AI/ML Deep Dive: Interpretability

Day 27 · 2026-06-13 · Difficulty ★★★★☆

For: engineers with coding experience, non-AI background

Engineering counterpart → super-individual D10: Hallucination mitigation (turning interpretability insight into anti-hallucination engineering)

Mechanistic InterpretabilityMechanistic Interpretability

reverse engineeringresidual stream

One-line analogy

A trained neural network is a binary with no source code—weights are the "compiled artifact," a forward pass is "running it," yet no one ever wrote its internal logic. Mechanistic interpretability is disassembly + single-step debugging: without touching the weights, you attach "breakpoints" and "distributed tracing" to the black box and watch, layer by layer, what each component reads, what it writes, and which hop's signal it passes downstream. The goal is not "does the model predict well" but "what algorithm is actually running inside."
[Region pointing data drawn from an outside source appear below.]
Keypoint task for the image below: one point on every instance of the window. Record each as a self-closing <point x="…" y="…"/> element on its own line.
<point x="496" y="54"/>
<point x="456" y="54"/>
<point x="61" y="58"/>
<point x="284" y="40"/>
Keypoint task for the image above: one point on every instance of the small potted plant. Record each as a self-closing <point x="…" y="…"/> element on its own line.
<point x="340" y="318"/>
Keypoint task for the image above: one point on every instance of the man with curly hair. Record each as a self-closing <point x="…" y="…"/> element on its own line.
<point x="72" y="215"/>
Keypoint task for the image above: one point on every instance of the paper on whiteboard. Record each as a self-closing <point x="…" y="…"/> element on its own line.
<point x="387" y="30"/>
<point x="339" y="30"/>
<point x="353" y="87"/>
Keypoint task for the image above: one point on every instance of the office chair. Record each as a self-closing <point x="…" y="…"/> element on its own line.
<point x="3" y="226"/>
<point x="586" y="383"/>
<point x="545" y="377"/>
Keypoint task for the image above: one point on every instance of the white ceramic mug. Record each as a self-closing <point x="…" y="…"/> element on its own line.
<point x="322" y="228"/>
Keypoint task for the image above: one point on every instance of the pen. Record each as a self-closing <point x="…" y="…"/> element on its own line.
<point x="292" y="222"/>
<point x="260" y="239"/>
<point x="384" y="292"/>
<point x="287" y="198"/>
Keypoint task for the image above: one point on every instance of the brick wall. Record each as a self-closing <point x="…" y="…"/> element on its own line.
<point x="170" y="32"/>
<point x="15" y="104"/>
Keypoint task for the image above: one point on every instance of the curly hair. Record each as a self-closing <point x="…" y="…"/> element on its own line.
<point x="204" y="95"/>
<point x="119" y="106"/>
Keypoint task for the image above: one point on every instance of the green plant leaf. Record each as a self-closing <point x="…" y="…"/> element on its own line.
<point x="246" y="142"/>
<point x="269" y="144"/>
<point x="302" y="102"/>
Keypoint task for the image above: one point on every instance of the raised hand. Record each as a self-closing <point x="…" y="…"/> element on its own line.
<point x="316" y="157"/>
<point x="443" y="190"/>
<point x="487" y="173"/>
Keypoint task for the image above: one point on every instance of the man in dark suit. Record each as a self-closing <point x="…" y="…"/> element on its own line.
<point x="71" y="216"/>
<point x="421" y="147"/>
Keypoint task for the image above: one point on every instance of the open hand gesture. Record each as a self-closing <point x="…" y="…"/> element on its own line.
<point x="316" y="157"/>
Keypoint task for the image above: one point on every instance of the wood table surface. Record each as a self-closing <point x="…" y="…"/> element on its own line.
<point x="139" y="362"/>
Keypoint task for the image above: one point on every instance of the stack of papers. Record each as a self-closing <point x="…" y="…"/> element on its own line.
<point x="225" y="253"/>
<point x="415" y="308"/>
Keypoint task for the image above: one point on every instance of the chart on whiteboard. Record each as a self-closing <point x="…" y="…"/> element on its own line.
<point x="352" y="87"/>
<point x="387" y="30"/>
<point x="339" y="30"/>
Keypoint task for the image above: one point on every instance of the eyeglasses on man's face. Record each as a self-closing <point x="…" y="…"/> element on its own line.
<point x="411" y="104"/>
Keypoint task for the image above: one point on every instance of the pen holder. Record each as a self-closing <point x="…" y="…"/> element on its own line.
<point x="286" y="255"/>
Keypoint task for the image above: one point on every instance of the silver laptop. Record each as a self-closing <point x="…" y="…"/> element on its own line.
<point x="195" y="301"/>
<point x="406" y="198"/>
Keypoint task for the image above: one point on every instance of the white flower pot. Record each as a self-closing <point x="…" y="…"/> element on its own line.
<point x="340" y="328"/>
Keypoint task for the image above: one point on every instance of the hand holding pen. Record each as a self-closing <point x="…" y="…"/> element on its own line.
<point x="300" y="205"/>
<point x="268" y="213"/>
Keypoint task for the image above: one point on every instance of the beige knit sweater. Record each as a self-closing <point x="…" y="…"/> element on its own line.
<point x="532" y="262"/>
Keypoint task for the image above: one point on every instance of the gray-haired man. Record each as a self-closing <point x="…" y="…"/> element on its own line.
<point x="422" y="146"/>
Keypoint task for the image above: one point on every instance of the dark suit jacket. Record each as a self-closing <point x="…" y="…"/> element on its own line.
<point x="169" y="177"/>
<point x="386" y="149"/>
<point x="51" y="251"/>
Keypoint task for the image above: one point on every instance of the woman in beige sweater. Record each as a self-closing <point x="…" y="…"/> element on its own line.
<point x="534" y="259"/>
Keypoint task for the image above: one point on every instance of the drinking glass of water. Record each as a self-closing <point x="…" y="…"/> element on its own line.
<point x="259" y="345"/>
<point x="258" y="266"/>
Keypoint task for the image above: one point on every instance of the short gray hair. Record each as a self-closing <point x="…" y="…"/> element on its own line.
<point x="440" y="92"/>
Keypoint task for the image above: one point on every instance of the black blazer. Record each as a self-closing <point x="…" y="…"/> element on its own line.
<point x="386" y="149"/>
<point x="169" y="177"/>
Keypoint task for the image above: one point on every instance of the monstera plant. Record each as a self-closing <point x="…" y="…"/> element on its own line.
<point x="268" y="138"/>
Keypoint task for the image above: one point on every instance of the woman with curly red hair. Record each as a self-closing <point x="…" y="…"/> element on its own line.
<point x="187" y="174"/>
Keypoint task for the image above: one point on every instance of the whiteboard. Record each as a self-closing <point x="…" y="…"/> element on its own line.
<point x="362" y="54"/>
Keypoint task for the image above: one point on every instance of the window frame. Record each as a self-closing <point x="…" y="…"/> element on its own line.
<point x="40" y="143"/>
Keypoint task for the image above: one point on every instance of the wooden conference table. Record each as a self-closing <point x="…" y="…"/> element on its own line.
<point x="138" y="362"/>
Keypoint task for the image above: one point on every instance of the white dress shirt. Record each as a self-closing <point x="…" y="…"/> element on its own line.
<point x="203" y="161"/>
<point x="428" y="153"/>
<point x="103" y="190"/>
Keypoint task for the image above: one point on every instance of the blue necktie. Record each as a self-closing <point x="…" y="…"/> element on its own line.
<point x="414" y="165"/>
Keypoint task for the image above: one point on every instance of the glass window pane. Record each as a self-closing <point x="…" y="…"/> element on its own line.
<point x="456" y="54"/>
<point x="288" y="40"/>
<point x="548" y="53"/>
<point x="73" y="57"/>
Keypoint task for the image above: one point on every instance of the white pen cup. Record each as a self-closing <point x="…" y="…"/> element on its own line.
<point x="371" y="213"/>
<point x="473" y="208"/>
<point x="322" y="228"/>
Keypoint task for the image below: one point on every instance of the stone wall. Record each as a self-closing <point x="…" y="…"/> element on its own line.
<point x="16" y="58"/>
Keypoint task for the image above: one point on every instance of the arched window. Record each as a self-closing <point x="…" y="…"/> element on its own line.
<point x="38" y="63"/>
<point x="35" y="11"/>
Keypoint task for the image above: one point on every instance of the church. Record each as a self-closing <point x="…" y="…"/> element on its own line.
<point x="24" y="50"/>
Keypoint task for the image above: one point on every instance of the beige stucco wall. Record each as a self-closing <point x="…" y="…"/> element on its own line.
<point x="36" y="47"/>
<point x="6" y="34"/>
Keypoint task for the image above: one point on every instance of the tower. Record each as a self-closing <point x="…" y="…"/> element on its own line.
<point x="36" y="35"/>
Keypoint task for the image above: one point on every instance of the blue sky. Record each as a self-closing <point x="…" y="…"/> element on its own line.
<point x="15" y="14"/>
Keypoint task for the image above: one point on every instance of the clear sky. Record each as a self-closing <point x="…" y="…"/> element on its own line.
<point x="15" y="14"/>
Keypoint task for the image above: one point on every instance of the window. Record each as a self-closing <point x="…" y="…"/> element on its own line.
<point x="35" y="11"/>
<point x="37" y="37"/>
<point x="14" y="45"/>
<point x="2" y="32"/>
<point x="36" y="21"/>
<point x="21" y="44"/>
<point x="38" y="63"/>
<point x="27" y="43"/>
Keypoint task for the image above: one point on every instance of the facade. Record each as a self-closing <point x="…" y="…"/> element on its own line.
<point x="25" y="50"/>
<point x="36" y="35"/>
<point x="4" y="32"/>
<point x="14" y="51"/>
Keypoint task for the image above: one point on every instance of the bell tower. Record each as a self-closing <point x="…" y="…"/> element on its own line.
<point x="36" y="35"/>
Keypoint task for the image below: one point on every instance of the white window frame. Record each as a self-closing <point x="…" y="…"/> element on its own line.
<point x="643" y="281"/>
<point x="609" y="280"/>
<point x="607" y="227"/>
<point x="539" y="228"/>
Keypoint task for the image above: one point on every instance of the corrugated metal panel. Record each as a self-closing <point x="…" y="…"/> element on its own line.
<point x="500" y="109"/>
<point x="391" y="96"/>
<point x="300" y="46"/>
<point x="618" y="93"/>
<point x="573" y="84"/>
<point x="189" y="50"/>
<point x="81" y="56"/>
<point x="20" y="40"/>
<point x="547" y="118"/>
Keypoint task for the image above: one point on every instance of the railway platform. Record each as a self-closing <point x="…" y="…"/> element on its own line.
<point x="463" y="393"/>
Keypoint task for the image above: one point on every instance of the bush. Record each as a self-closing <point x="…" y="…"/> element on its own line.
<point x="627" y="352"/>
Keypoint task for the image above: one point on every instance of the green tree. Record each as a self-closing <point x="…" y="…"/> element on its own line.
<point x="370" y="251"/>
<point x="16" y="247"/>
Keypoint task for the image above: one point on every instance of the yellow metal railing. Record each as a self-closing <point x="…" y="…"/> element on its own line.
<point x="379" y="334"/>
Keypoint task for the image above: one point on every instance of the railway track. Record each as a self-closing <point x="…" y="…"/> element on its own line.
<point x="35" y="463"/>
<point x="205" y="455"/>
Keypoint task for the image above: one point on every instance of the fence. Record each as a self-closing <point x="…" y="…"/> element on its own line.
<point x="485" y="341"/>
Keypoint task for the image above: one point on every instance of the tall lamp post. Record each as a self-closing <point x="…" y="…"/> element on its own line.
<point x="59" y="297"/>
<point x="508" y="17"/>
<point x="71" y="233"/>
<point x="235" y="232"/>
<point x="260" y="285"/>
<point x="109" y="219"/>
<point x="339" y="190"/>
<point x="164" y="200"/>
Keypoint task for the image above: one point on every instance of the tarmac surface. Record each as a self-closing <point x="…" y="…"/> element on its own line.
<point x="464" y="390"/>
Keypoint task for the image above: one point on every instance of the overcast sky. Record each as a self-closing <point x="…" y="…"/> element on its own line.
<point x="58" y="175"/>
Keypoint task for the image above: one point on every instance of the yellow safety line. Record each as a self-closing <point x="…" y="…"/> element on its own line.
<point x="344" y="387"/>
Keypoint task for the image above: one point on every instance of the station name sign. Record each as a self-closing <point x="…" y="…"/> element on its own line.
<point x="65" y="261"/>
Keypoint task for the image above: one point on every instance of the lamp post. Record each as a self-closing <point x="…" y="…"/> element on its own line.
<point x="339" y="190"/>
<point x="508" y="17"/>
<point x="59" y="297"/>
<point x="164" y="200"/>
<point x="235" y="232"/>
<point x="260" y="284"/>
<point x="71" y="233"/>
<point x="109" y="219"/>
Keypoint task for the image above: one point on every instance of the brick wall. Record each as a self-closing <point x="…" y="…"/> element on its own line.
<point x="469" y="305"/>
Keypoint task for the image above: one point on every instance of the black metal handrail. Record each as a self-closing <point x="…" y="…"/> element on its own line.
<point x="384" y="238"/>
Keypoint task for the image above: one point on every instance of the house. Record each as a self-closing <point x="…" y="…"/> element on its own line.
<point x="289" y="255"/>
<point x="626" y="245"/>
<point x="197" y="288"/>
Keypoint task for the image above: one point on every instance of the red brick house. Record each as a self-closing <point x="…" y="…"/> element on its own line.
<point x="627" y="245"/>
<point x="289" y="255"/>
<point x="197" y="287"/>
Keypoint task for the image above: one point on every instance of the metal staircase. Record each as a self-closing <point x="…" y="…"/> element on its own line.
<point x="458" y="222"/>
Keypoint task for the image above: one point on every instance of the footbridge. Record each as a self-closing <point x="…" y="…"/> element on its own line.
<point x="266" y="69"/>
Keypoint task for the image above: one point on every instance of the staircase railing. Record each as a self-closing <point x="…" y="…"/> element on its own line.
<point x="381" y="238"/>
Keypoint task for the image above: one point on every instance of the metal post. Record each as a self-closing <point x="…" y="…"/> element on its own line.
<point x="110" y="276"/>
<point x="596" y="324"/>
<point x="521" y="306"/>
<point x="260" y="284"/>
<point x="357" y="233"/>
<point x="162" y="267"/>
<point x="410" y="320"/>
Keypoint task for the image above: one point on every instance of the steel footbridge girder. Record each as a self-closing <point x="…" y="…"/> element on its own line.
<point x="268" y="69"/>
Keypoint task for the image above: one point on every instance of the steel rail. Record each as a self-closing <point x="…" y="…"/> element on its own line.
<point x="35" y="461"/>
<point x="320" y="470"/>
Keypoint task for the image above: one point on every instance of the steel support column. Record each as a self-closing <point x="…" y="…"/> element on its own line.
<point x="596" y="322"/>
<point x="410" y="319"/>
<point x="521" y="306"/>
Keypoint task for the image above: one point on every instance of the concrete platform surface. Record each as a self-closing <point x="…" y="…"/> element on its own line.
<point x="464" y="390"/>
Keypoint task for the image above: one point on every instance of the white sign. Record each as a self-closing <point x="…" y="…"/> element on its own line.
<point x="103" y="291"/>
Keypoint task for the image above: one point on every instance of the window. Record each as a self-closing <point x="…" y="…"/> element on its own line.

Problem it solves + how it works

Classic ML interpretability (SHAP, feature importance) only tells you "which input feature influenced the output"—external attribution on a black box. Mechanistic interpretability is more radical: it wants to recover the internal computational circuit, reading the weights like you'd read assembly. The key handle is a structural fact about Transformers—the residual stream:

Residual stream = a shared message bus

token embedding → residual stream →→→→→→→→→→→→ unembed → logits
↑read ↓write ↑read ↓write
Attn headMLP ... every layer adds its contribution onto the bus

Each component reads the bus, computes, and adds its result back—linearly additive, so it's decomposable

The key insight comes from Anthropic's A Mathematical Framework for Transformer Circuits (2021): because every attention head and MLP adds its result back to the residual stream (rather than overwriting), the whole bus is a linear superposition of each component's contribution—you can "pull out" any single hop and inspect it. The most famous finding is the induction head: an attention circuit that only emerges in models with ≥2 layers, which does this—"find where the current token last appeared in context, and copy the token that came after it." This is precisely one of the core mechanisms of in-context learning (see a few examples, then mimic them).

Code example

# pip install transformer_lens — Neel Nanda's standard mech-interp library
from transformer_lens import HookedTransformer
model = HookedTransformer.from_pretrained("gpt2-small")

# run_with_cache: one forward pass, "recording" every layer's activations
tokens = model.to_tokens("The cat sat on the mat. The cat sat on the")
logits, cache = model.run_with_cache(tokens)

# grab layer 5, head 1's attention-weight matrix
attn = cache["pattern", 5][0, 1]   # shape: [seq, seq]
# see where the last token attends—an induction head points after the earlier "cat"
print(attn[-1].argmax().item())  # expected: the position after "cat" in sentence 1

Common pitfall + use case

"Interpretability = attach a natural-language explanation to the output"—wrong. Having the model explain itself (chain-of-thought, "why did you answer that") is self-report, which can be a post-hoc rationalization that doesn't reflect the real computation (Anthropic's work repeatedly shows the two diverge). The value of mechanistic interpretability is exactly that it distrusts the model's self-narration and autopsies the internal circuit directly.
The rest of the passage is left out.